Lei ne ha quattro. E' un padre severo come Vittorio, il protagonista?
"Non arrivo a quei livelli di severità, ma cerco ovviamente di dare delle regole ai miei figli. Quello che dico sempre è che i figli quando arrivano sono una sorpresa. E' davvero così, non sai mai cosa ti capita. Io ne ho quattro e ognuno è diversissimo dagli altri. E' difficile applicare un unico metro, di questo ci si rende conto quando si hanno più figli. Però si cerca di dare delle regole in base ai bisogni che hanno, soprattutto per farli crescere nel modo migliore per loro".

Che mondo vorrebbe lasciargli?
"Mi piacerebbe ci fosse un mondo dove si facciano delle scelte pensando al bene di questo nostro pianeta. Troppo spesso altre regole di profitto prendono il sopravvento. Ecco, vorrei soprattutto questo. Poi, come ho detto prima, bisognerebbe togliere il potere a chi ne ha troppo. Parlo anche dei social network. Non si può lasciare tutto nelle mani di Zuckerberg, in questo caso. Quello che ha creato è praticamente un continente, una potenza gestita per creare guadagno, non per creare formazione di coscienza o per istruire. E' una potenza che serve a produrre soldi".

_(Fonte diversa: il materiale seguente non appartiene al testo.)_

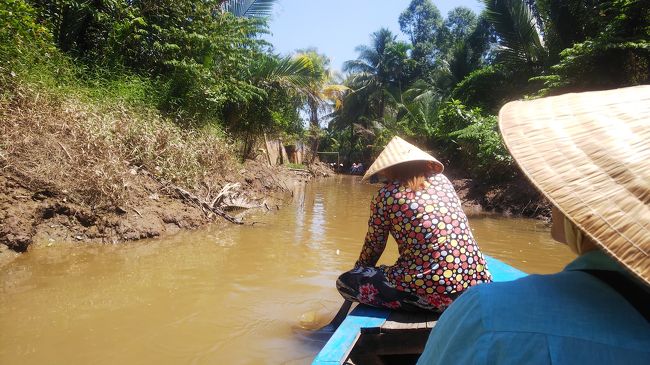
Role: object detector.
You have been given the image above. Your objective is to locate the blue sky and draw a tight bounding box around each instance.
[265,0,485,73]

Che rapporto ha con i social?
"Li uso perché faccio questo mestiere, li guardo, sono anche curioso. Ma sono molto preoccupato quando vedo i miei figli così attaccati. In alcuni momenti gli tolgo il telefono, altrimenti non si riesce a gestire. Sono concepiti come una droga e ci si distrae da sé, dalle proprie emozioni, dai momenti in cui uno dovrebbe stare un po' da solo con la sua gioia o la sua tristezza. Quella roba lì mi preoccupa tanto. E tutto ciò perché c'è un signore che guadagna il 90% dei suoi introiti con le inserzioni pubblicitarie". 

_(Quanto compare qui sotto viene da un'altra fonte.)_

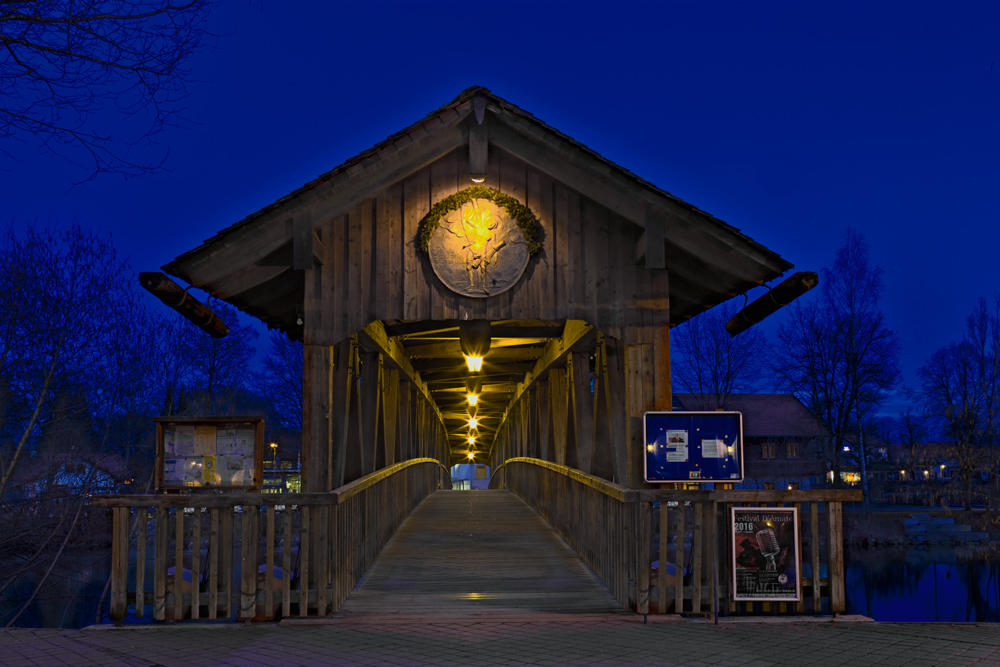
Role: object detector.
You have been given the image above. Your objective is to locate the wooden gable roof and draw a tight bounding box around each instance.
[163,86,793,337]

Insomma secondo lei Zuckerberg più di qualche danno l'ha creato...
"Io non credo che Trump sarebbe stato eletto se non ci fossero stati i social. Non lo credo. Tutta la storia di Cambridge Analytica, i dati Facebook a cui potevano accedere. Lì non ci vorrebbe un consiglio di amministrazione ma un governo di persone".

I social dunque qualcosa tolgono. Cosa manca oggi ai giovani rispetto a vent'anni fa?

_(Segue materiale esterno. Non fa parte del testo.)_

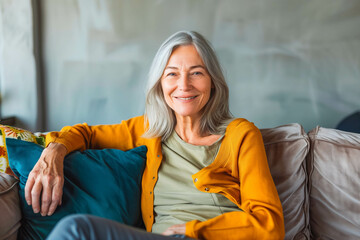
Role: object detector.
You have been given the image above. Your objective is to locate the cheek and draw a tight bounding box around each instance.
[160,81,167,95]
[161,82,172,104]
[161,81,175,96]
[204,83,213,97]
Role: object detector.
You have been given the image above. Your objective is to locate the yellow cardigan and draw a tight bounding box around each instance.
[46,116,285,239]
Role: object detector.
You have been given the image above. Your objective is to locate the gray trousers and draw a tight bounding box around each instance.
[47,214,195,240]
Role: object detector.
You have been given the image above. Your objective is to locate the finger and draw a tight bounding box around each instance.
[40,180,52,216]
[24,174,36,205]
[162,224,186,235]
[47,180,63,216]
[162,229,174,236]
[31,180,43,214]
[47,198,59,216]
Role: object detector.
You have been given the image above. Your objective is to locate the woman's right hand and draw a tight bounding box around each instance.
[24,142,67,216]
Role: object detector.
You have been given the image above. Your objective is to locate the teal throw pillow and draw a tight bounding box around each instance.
[6,138,147,240]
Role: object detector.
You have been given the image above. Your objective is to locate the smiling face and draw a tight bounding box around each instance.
[161,45,213,122]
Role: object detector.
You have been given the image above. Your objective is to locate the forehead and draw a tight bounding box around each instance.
[167,45,205,66]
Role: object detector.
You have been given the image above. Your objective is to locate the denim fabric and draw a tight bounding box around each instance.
[170,235,188,239]
[47,214,195,240]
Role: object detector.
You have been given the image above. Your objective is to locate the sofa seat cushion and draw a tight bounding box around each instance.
[308,127,360,239]
[0,172,21,240]
[6,138,147,240]
[261,123,310,240]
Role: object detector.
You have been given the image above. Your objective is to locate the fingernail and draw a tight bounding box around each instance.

"Io ricordo sempre quei rientri a casa in pullman, in cui avevo quella mezzora con me stesso. Se ero felice o triste ero comunque in contatto con la mia emozione. Dovevo pensarci e farci i conti, riflettere e non sempre uscire da me. Questa credo sia una grave mancanza oggi. Ci si distrae da se stessi, ci si aliena, ci si impigrisce e ci si rende più passivi. Si fugge dalle difficoltà, ma anche dalle emozioni".